FinTech

Will FinTech Save The Music Industry?

Headphones on a laptop, representing music
Credit: Shutterstock

By Milana Lewis, Co-Founder and CEO of Stem

When COVID-19 took full effect in March, touring and concerts, which contribute billions of dollars to the music industry annually, were immediately canceled, leaving tens of thousands of artists financially scrambling to make ends meet. As the pandemic continues to carry on with no end in sight, artists are still bracing for impact. The loss of income from touring and the lack of a PPP program in place to support their unique needs has led artists to turn to alternative methods of financing to sustain their careers and cover basic daily expenses.

Historically, record labels have been the gatekeepers of music distribution, but over the last 10 years distribution has become more self-serve. While record labels still have the ability to create musical icons, there are over 40,000 new songs being released every day and labels can only serve a limited number of artists each year with marketing and label services. Over time, major record labels have become more like banks and offer big checks with unfavorable economics.

As pointed out by Courtney Love and Kanye West, there is predatory nature to “recoupable advances” that intentionally misguides artists around the specifics of deal structures. For example, a typical income sharing agreement on an 85/15 royalty deal equates to an advance with a 566% fee. On top of this, labels take a 15% distribution fee off the top of total earnings which would equate to a $1.5M fee on a $10M project. Not only are artists blindsided by how these agreements are calculated, but few receive the creative and label services they are promised upon giving up ownership of their work. 

This year’s unprecedented socio-political climate has brought to light how major labels and their unsavory practices around advances have given artists no choice but to pursue other options for financial sustainability. This has presented an opportunity to reimagine the future of the music industry. Here are a few industry recommendations and fintech solutions that will ensure artists are able to continue making music and an income:

An Industry In Need of An Open-Sourced Playbook

In 2019, independent record labels held a market share of 35% of all U.S. sales and the independent sector grew to $7.5B in revenue. On the heels of this growth, many managers have felt increased pressure to step up and run artist development independently. However, with a lacking ecosystem to support artists as entrepreneurs, many are in need of resources and tools to help them learn how to scale their businesses, diversify revenue streams, and monetize their work.

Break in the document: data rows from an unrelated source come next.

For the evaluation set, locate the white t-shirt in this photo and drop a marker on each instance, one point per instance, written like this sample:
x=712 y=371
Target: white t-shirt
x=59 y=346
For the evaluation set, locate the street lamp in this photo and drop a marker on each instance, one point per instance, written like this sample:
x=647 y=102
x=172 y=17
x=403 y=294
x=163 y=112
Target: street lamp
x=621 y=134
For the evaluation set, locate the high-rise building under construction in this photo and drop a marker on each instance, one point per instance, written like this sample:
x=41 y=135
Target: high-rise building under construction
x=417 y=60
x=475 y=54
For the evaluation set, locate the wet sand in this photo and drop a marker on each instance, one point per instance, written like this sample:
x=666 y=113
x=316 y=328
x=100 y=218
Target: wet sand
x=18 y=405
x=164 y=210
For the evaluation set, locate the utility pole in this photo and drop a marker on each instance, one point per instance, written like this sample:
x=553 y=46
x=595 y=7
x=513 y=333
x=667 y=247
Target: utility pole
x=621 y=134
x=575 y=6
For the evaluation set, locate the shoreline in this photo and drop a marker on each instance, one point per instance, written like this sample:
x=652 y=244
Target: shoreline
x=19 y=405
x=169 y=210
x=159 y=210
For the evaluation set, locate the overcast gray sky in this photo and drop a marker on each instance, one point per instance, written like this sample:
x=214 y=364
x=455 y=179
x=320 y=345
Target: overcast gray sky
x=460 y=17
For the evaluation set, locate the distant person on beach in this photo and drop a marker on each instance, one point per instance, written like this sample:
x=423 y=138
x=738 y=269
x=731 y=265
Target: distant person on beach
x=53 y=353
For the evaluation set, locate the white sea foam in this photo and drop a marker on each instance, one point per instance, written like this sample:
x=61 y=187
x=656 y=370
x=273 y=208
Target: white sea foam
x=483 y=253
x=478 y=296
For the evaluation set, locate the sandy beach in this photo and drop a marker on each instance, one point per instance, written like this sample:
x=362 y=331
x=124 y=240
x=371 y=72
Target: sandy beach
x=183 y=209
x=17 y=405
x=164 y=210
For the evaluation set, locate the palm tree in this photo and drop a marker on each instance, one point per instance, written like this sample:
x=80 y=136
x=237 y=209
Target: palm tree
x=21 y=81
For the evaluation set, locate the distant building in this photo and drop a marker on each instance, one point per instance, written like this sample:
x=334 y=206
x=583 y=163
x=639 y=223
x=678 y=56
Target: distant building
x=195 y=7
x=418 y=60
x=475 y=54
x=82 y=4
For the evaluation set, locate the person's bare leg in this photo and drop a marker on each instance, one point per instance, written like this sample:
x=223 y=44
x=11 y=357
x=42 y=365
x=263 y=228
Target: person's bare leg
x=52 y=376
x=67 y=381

In the startup and technology sectors, entrepreneurs have a plethora of resources, including blogs, websites, and podcasts, that unlock intel and frameworks to support founders and operators at every stage of their company’s life cycle. The music industry has just scratched the surface on providing similar resources – for example, Dan Runcie’s Trapital newsletter highlights consistent strategic analyses on the business of hip-hop – but there are still not enough of these insights at scale. In order to continue advancement and support innovation, the creation of an open-sourced playbook for independent artists and managers will be needed to provide increased clarity on how to run their businesses. 

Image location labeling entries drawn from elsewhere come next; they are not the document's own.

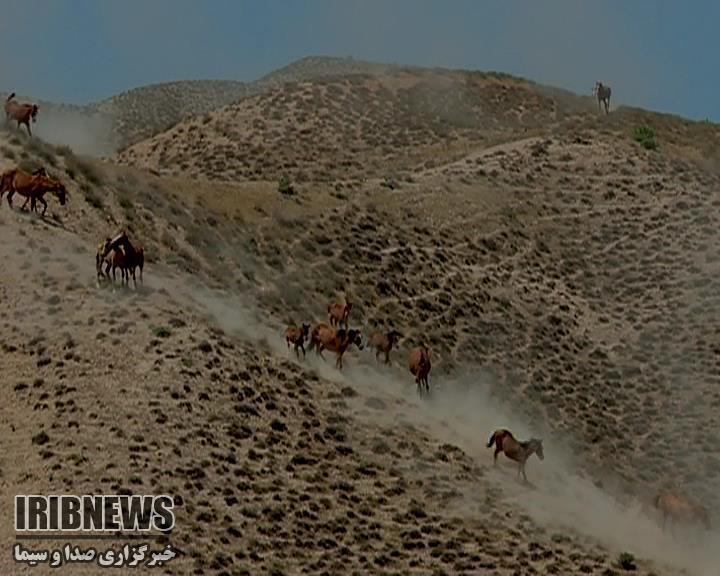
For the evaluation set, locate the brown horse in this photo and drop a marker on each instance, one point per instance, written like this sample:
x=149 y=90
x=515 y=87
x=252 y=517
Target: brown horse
x=102 y=256
x=383 y=343
x=130 y=257
x=339 y=313
x=515 y=450
x=297 y=336
x=325 y=337
x=680 y=510
x=420 y=366
x=21 y=113
x=32 y=186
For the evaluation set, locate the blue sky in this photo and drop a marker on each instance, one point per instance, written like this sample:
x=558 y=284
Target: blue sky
x=657 y=54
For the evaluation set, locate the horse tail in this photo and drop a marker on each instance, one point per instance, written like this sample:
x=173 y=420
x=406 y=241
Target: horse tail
x=492 y=439
x=656 y=500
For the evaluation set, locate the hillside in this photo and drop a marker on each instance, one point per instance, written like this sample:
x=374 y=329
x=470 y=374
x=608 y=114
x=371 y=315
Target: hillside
x=561 y=273
x=351 y=127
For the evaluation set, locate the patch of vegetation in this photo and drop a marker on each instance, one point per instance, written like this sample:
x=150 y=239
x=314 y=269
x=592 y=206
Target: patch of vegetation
x=91 y=196
x=626 y=561
x=285 y=186
x=161 y=331
x=645 y=136
x=75 y=166
x=40 y=438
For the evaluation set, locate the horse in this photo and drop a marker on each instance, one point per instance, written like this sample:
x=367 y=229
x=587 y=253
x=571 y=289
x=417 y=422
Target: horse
x=419 y=364
x=132 y=257
x=680 y=510
x=338 y=341
x=339 y=313
x=101 y=257
x=297 y=336
x=603 y=95
x=21 y=113
x=32 y=186
x=383 y=343
x=516 y=450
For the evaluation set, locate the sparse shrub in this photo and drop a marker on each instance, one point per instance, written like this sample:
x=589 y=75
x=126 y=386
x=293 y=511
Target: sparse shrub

New Financial Tools and Union Structure to Support Artist-Centric Businesses

The music industry has been slow to adapt to financial technology innovations that cater to artists' livelihood and business needs while many resources exist for consumers and workers in other industries. For example, tools such as Mint are used to organize finances, Stripe and Braintree to accept credit card payments, Square to accept digital payments, and SoFi to demystify debt; however, these tools are not equipped to dictate the flow of funds in music. By creating similar fintech solutions tailored to the music industry, artists and their management teams will have the sophistication to manage expenses and build their businesses. Additionally, in an effort to offer sustainable options for artist welfare, the development of a music industry union such as SAG-AFTRA would ensure that artists have the ability to fight for fair compensation practices and protections to support them amidst market downturn and global crises. 

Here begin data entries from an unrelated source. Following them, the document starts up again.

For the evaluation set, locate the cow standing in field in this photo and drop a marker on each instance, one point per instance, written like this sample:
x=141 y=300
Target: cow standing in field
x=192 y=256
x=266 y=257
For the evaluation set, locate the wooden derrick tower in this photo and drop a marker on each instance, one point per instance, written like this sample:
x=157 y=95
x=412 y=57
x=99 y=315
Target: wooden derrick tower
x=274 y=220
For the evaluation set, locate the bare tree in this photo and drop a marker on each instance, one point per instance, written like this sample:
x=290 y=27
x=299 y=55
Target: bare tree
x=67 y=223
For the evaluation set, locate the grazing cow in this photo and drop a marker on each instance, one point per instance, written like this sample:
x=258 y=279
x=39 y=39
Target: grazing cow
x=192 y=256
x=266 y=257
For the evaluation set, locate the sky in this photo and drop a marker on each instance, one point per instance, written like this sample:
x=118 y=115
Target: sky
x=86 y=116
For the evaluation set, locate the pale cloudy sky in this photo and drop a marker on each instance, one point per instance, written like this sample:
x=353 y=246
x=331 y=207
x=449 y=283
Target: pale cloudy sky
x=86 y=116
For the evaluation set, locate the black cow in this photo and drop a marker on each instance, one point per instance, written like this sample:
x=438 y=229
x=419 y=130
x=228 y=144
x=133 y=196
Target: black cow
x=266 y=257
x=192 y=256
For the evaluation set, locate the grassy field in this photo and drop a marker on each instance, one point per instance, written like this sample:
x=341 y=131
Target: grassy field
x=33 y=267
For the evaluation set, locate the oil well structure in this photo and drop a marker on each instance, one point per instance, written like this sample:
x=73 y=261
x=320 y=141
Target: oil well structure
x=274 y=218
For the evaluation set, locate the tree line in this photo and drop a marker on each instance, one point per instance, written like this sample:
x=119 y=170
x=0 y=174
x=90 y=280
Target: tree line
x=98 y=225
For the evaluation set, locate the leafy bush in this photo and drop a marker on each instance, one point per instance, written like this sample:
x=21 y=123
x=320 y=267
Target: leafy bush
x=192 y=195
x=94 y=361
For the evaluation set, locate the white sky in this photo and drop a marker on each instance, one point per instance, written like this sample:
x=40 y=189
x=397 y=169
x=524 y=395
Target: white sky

A Financial Dashboard to Elevate Payment Transparency Across Collaborators

With artists losing out on revenue from concert and touring cancelations, streaming and music production have become an artist’s main asset. However, collaboration between artists and their teams has been an industry pain point due to confusion on royalty percentages and who should be included in the splits. Artists are in need of a streamlined payment system that allows for collaborators to have visibility into who is getting paid and their percentage of monthly earnings. Financial technology provides a solution to helping creators receive timely payment and sustain an independent career without the restrictions of a typically predatory record label deal. 

As we look at the future of the music industry, it will be imperative to support creators and their teams with tools to run their businesses autonomously. The adoption of technology in recent years, especially the rise of social media platforms, has already created new avenues for creators to diversify their revenue streams and foster a more authentic connection with their fans. Without needing to rely on record labels to provide capital and resources, artists are empowered to go independent, own the rights to their masters, avoid debt from hidden record label costs, but most importantly, to run their businesses on their own terms. 

About the author: Milana is Co-Founder and CEO of Stem, a distribution and payments platform empowering independent musicians and labels with tools to grow their business.

The views and opinions expressed herein are the views and opinions of the author and do not necessarily reflect those of Nasdaq, Inc.